A long long time ago, BGP implementations would use a Maximum Segment Size (MSS) of 536 bytes for BGP peerings. Why 536? Because in RFC 791, the original IP RFC, the maximum length of a datagram is defined as follows:
Total Length: 16 bits Total Length is the length of the datagram, measured in octets, including internet header and data. This field allows the length of a datagram to be up to 65,535 octets. Such long datagrams are impractical for most hosts and networks. All hosts must be prepared to accept datagrams of up to 576 octets (whether they arrive whole or in fragments). It is recommended that hosts only send datagrams larger than 576 octets if they have assurance that the destination is prepared to accept the larger datagrams. The number 576 is selected to allow a reasonable sized data block to be transmitted in addition to the required header information. For example, this size allows a data block of 512 octets plus 64 header octets to fit in a datagram. The maximal internet header is 60 octets, and a typical internet header is 20 octets, allowing a margin for headers of higher level protocols.
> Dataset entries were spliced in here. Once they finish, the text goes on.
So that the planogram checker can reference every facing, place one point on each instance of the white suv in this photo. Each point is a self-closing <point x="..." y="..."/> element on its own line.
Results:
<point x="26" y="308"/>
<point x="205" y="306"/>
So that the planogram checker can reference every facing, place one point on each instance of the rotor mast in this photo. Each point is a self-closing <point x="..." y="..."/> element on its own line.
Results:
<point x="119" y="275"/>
The idea was to allow for 512 octets of data plus headers. Because the IP header and TCP header, without options, are 20 bytes, respectively, that means MSS would be 576-40 = 536 bytes.
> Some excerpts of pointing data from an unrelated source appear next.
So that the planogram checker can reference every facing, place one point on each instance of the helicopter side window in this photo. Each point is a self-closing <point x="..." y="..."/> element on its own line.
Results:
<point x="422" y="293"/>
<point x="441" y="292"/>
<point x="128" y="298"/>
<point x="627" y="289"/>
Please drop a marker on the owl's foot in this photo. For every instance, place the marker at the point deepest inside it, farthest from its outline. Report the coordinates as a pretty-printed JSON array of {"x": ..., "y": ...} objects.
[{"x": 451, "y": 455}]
Now, one could argue that because BGP uses TCP as transport, and that the MSS is advertised (not negotiated), then it would be safe to use a higher value. However, that makes the assumption that the path between the peers can support it. The safe assumption was to only assume the minimal that was required according to the standard, 576 bytes of IP datagrams.
The drawback of using a MSS of 536 bytes is that it’s not very efficient. Most networks support an MTU of at least 1500 bytes. Without any IP or TCP options, that leaves an MSS of 1460 bytes. Using only 536 bytes would mean that we are only operating at roughly 37% efficiency (536/1460). This was perhaps acceptable when the number of prefixes were low, but now you’ll typically see a million prefixes in the Default Free Zone (DFZ) and millions of routes in MPLS VPN networks. Only using 536 bytes would lead to convergence issues as having to send many updates to cover all the Network Layer Reachability Information (NLRI).
What do we do to become more efficient? There is a well-known mechanism called Path MTU Discovery (PMTUD). With PMTUD, we send as large datagrams as we can and rely on that devices not supporting the size of the datagram, responds back with ICMP packet, specifically Type 3 Code 4 – Fragmentation needed (for IPv4), informing us to send a smaller datagram. This works well as long as the ICMP packets can be received.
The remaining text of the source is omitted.